Андрей вышел на кухню и зажег газ. Форма пламени напомнила ему голубую елочную звезду из фольги. «Можно ли поклоняться этому огню?» – почему-то подумал он.
Кухню пронизывал тоскливый звук водопроводных труб. Он напоминал сиплый человеческий стон. Неприятно. А все же казалось страшно, если он вдруг прекратится, как будто это был не звук, а проволока, натянутая над пустотой.
Звук прекратился. Андрей подумал, что в этот час на земле происходили, наверное, тысячи разговоров, подобные их разговору с Сашей. И каждый принес в мир не больше тепла и пользы, чем одна такая конфорка. И придуманный им феномен – один из ее лепестков. Самостоятельно даже чайник не согреет.
Фантазия разыгралась. Ему представилось, что он с серьезным лицом лепит из плавающего по полу пуха какую-то фигуру. Но ветер то и дело открывает форточку, у которой почему-то нет шпингалета, и вся работа идет прахом.
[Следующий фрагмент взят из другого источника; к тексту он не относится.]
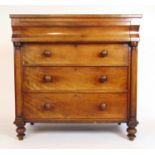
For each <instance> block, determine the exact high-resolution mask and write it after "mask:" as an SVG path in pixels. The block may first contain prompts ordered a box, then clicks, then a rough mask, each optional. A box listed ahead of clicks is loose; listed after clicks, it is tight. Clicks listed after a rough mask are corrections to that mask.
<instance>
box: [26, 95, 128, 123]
mask: <svg viewBox="0 0 155 155" xmlns="http://www.w3.org/2000/svg"><path fill="white" fill-rule="evenodd" d="M24 117H25V118H26V120H29V121H31V120H40V121H41V120H54V119H57V120H61V119H62V120H64V121H65V120H73V119H77V120H80V119H86V120H87V121H88V120H89V119H94V120H95V119H96V120H97V119H102V120H105V119H116V120H119V119H122V120H126V119H127V94H125V93H118V94H115V93H113V94H106V93H105V94H102V93H25V94H24Z"/></svg>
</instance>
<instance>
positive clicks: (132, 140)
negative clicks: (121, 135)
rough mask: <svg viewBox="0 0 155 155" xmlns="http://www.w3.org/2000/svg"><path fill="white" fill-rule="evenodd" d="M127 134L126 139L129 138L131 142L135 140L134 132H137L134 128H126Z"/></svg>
mask: <svg viewBox="0 0 155 155" xmlns="http://www.w3.org/2000/svg"><path fill="white" fill-rule="evenodd" d="M127 132H128V135H127V136H128V138H129V140H131V141H133V140H134V139H135V138H136V135H135V134H136V132H137V130H136V128H130V127H129V128H128V129H127Z"/></svg>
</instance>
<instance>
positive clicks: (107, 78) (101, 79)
mask: <svg viewBox="0 0 155 155" xmlns="http://www.w3.org/2000/svg"><path fill="white" fill-rule="evenodd" d="M107 80H108V78H107V76H105V75H102V76H101V77H100V78H99V81H100V82H101V83H104V82H106V81H107Z"/></svg>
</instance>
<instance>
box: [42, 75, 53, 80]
mask: <svg viewBox="0 0 155 155" xmlns="http://www.w3.org/2000/svg"><path fill="white" fill-rule="evenodd" d="M43 80H44V82H52V76H51V75H45V76H44V77H43Z"/></svg>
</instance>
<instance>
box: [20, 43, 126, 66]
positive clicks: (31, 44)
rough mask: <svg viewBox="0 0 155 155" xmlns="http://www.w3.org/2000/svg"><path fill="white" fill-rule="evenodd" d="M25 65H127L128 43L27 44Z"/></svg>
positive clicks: (23, 59)
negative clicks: (98, 43) (84, 43)
mask: <svg viewBox="0 0 155 155" xmlns="http://www.w3.org/2000/svg"><path fill="white" fill-rule="evenodd" d="M23 61H24V64H25V65H54V66H61V65H68V66H70V65H76V66H113V65H116V66H117V65H118V66H121V65H122V66H127V65H128V45H127V44H43V43H42V44H25V45H24V47H23Z"/></svg>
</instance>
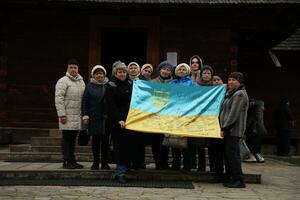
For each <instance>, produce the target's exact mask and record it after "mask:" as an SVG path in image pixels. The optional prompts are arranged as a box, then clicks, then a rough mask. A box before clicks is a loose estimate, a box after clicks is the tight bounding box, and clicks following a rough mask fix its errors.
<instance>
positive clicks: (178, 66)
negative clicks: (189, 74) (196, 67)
mask: <svg viewBox="0 0 300 200" xmlns="http://www.w3.org/2000/svg"><path fill="white" fill-rule="evenodd" d="M180 67H185V68H186V71H187V75H189V74H190V73H191V68H190V66H189V65H188V64H186V63H180V64H179V65H177V67H176V68H175V75H177V72H178V70H179V68H180Z"/></svg>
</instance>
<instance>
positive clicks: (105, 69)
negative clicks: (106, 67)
mask: <svg viewBox="0 0 300 200" xmlns="http://www.w3.org/2000/svg"><path fill="white" fill-rule="evenodd" d="M97 69H100V70H102V71H103V72H104V75H105V76H106V69H105V68H104V67H103V66H101V65H96V66H94V67H93V69H92V71H91V75H92V76H93V75H94V73H95V72H96V70H97Z"/></svg>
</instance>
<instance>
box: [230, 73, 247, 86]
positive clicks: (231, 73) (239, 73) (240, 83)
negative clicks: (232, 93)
mask: <svg viewBox="0 0 300 200" xmlns="http://www.w3.org/2000/svg"><path fill="white" fill-rule="evenodd" d="M228 78H234V79H236V80H237V81H238V82H239V83H240V84H242V83H244V75H243V74H242V73H241V72H232V73H231V74H229V76H228Z"/></svg>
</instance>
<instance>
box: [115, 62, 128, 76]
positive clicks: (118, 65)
mask: <svg viewBox="0 0 300 200" xmlns="http://www.w3.org/2000/svg"><path fill="white" fill-rule="evenodd" d="M119 69H120V70H124V71H125V72H127V66H126V65H125V63H123V62H121V61H120V60H118V61H116V62H114V64H113V65H112V74H113V75H115V74H116V73H117V70H119Z"/></svg>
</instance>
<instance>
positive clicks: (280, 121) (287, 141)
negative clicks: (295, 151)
mask: <svg viewBox="0 0 300 200" xmlns="http://www.w3.org/2000/svg"><path fill="white" fill-rule="evenodd" d="M292 121H293V117H292V113H291V110H290V101H289V100H288V99H286V98H283V99H281V101H280V104H279V106H278V107H277V109H276V112H275V126H276V130H277V139H278V149H277V154H278V155H279V156H287V155H289V152H290V137H291V132H292Z"/></svg>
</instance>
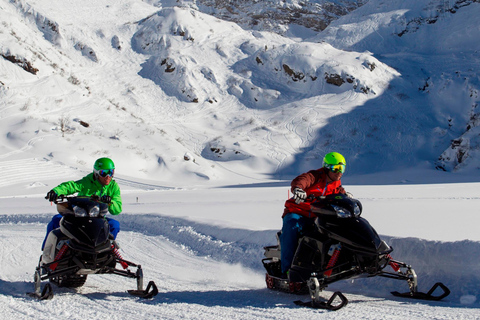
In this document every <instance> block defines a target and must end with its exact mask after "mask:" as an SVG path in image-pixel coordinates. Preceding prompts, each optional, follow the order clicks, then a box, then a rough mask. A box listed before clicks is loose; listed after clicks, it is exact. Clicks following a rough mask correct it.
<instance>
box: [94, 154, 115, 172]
mask: <svg viewBox="0 0 480 320" xmlns="http://www.w3.org/2000/svg"><path fill="white" fill-rule="evenodd" d="M114 172H115V164H114V163H113V161H112V159H110V158H100V159H97V161H95V164H94V165H93V173H94V174H98V175H100V176H102V177H105V176H106V175H109V176H113V174H114Z"/></svg>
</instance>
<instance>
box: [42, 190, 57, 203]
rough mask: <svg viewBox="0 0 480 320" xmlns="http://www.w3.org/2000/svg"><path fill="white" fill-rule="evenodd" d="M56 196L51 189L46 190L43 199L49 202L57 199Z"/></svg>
mask: <svg viewBox="0 0 480 320" xmlns="http://www.w3.org/2000/svg"><path fill="white" fill-rule="evenodd" d="M57 198H58V194H57V193H56V192H55V191H53V190H50V191H48V193H47V195H46V196H45V199H47V200H48V201H50V202H54V201H55V200H57Z"/></svg>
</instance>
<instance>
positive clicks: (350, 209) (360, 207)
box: [307, 193, 362, 218]
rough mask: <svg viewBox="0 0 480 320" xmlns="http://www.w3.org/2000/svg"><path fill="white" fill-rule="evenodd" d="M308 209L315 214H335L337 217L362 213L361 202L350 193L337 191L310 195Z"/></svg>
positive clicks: (309, 196) (332, 214)
mask: <svg viewBox="0 0 480 320" xmlns="http://www.w3.org/2000/svg"><path fill="white" fill-rule="evenodd" d="M307 199H310V200H311V202H310V210H311V211H312V213H314V214H316V215H317V216H320V215H322V216H336V217H337V218H358V217H360V215H361V214H362V204H361V202H360V201H359V200H357V199H354V198H352V197H351V196H350V195H347V194H343V193H337V194H330V195H327V196H312V195H310V196H309V197H308V198H307Z"/></svg>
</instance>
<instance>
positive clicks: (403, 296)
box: [392, 282, 450, 301]
mask: <svg viewBox="0 0 480 320" xmlns="http://www.w3.org/2000/svg"><path fill="white" fill-rule="evenodd" d="M439 287H440V289H442V290H443V293H442V294H440V295H438V296H434V295H433V293H434V292H435V290H437V288H439ZM392 294H393V295H394V296H396V297H403V298H411V299H419V300H432V301H439V300H442V299H443V298H445V297H446V296H448V295H449V294H450V289H448V288H447V287H446V286H445V285H444V284H443V283H441V282H437V283H435V284H434V285H433V287H432V288H431V289H430V290H429V291H428V292H427V293H424V292H417V291H415V292H404V293H400V292H398V291H393V292H392Z"/></svg>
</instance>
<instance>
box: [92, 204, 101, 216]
mask: <svg viewBox="0 0 480 320" xmlns="http://www.w3.org/2000/svg"><path fill="white" fill-rule="evenodd" d="M99 214H100V208H99V207H98V206H94V207H93V208H91V209H90V217H98V215H99Z"/></svg>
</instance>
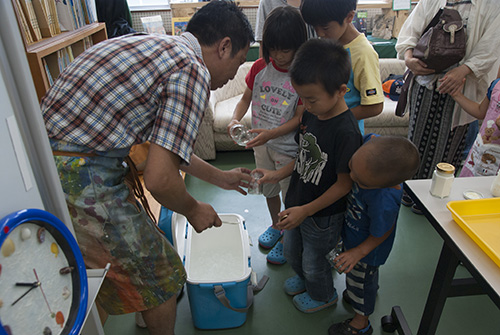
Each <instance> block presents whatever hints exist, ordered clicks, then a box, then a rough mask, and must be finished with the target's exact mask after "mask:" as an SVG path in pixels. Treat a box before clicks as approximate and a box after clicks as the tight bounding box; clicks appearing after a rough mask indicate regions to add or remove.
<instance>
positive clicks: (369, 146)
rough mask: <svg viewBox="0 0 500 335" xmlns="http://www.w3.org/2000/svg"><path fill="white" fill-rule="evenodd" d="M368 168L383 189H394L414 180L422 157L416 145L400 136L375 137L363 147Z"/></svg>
mask: <svg viewBox="0 0 500 335" xmlns="http://www.w3.org/2000/svg"><path fill="white" fill-rule="evenodd" d="M364 146H367V147H366V148H365V149H366V150H365V153H366V155H365V159H366V163H367V166H369V167H370V170H371V171H370V172H371V174H372V176H373V177H376V178H377V179H378V180H379V182H380V183H381V185H379V186H380V187H381V188H382V187H392V186H395V185H398V184H400V183H402V182H404V181H405V180H408V179H411V178H413V176H415V173H417V170H418V167H419V165H420V155H419V153H418V149H417V148H416V147H415V145H414V144H413V143H412V142H410V141H409V140H408V139H406V138H404V137H399V136H379V137H373V138H372V139H370V140H369V141H368V142H366V143H365V144H364V145H363V146H362V147H364Z"/></svg>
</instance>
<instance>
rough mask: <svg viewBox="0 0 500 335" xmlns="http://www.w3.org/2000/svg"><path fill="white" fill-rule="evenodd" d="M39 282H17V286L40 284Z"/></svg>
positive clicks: (37, 285)
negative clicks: (25, 282) (32, 282)
mask: <svg viewBox="0 0 500 335" xmlns="http://www.w3.org/2000/svg"><path fill="white" fill-rule="evenodd" d="M38 284H39V282H37V281H36V282H33V283H16V286H38Z"/></svg>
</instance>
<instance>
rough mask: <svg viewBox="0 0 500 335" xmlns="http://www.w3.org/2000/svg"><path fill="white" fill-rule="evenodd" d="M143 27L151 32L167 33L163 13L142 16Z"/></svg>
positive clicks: (163, 33)
mask: <svg viewBox="0 0 500 335" xmlns="http://www.w3.org/2000/svg"><path fill="white" fill-rule="evenodd" d="M141 22H142V27H143V28H144V30H145V31H146V32H147V33H150V34H165V33H166V32H165V27H164V26H163V20H162V18H161V15H156V16H146V17H141Z"/></svg>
А за окном хохочет Саша. Там много людей. Они играют в «картошку». Сашу посадили в круг и стараются попасть в нее мячом. Попадают; она взвизгивает, кричит и снова хохочет, но уже как-то ненатурально. Ему становится страшно. «Сашка, – кричит он, – почему ты там, когда тебе надо быть здесь?!» – «Зачем, зачем мне надо быть „здесь“, а не „там“? – кричит, не переставая хохотать, Саша. „Чтобы держать форточку, как ты не понимаешь!“ – „Еще чего, – хохочет Саша. – Зачем ее держать? Ты посмотри, какой день!“
На улице яркая весна. Лысая земля начала отращивать траву. Ольха роняет в нее сережки, и те извиваются мохнатыми гусеницами. И Саша извивается на земле, пытаясь увернуться от мяча. Любовные игры древнее цивилизаций. Тысячелетия молодые мужчины охотятся за женщиной, пытаясь поразить ее точным ударом. Тысячелетия уворачивается она от них и убегает, чтобы ее догнали. И сейчас, как когда-то, бессмысленно звонкое солнце смотрит на все это с лакейской непроницаемостью.
По полу перемещается пух, сдувается в бугристые загадочные формы. Желание работать снова входит в него, но предчувствие бессилия делает глупыми его руки, и он уже готов все бросить и присоединиться к общей вечной игре в „картошку“.
Это ощущение собственного бессилия не раз возникало у него в библиотеке: нужно ли для жизни то, что он делает, и не пропускает ли он эту самую жизнь в то время, пока якобы постигает ее тайны? По воле обстоятельств, по призванию ли он, конечно, принадлежал к „книжникам“ и испытателям, но по происхождению, по детству, по внутренней тяге – к людям жизни.
Вспомнилось, что он писал Тараблину из Тарусы: „…когда мы с тобой впервые подумали обо всех этих людях „они“, вместо „мы“?……разрыв этот вреден… „они“ – это ведь и родители наши…“ То, что мама не поймет в его курсовой ни строчки, – это ладно. Но понимает ли он свою мать – вот вопрос.
Запас его положительных представлений о яркой, деятельной, быть может, даже героической жизни был невелик и питался в основном детским чтением. Сегодня все это казалось только забавным. Нет, надо заниматься своим делом и не где-нибудь, а здесь. Ему предложили заменить в соседней школе литераторшу, которая ушла в декрет. Так тому и быть – он переводится на заочный и идет работать в школу. О своем намерении Андрей решил до времени не говорить Саше.
Сейчас ему было ясно: в том, что они с таким упоением принялись теоретизировать о любви и о жизни, было что-то печальное. Еще недавно ему больше всего нравилось молчать рядом с Сашей, нравилось, когда она, подняв на него посветлевшие от чтения глаза, спросит: „Майя – это индейцы?“ или: „В детстве я думала про портрет Гончарова, что это Обломов“. Нравилось, как подходила она к нему сзади и, обняв за шею, заглядывала в книгу. Странен был рядом с этим их сегодняшний отчет друг перед другом.
Вдруг из их комнаты раздался неимоверной силы гром. Сквозь него он расслышал тонкий женский крик. Не успев узнать Сашин голос, с упавшей в живот пустотой Андрей бросился к дверям.
Саша лежала поперек тахты и хохотала.
– Что такое? – спросил он в бешенстве.
Транзистор был включен на полную мощь. Солистка тянула последнюю ноту арии.
Андрей выключил транзистор, и получилось, как будто тряпкой заткнул рот певице.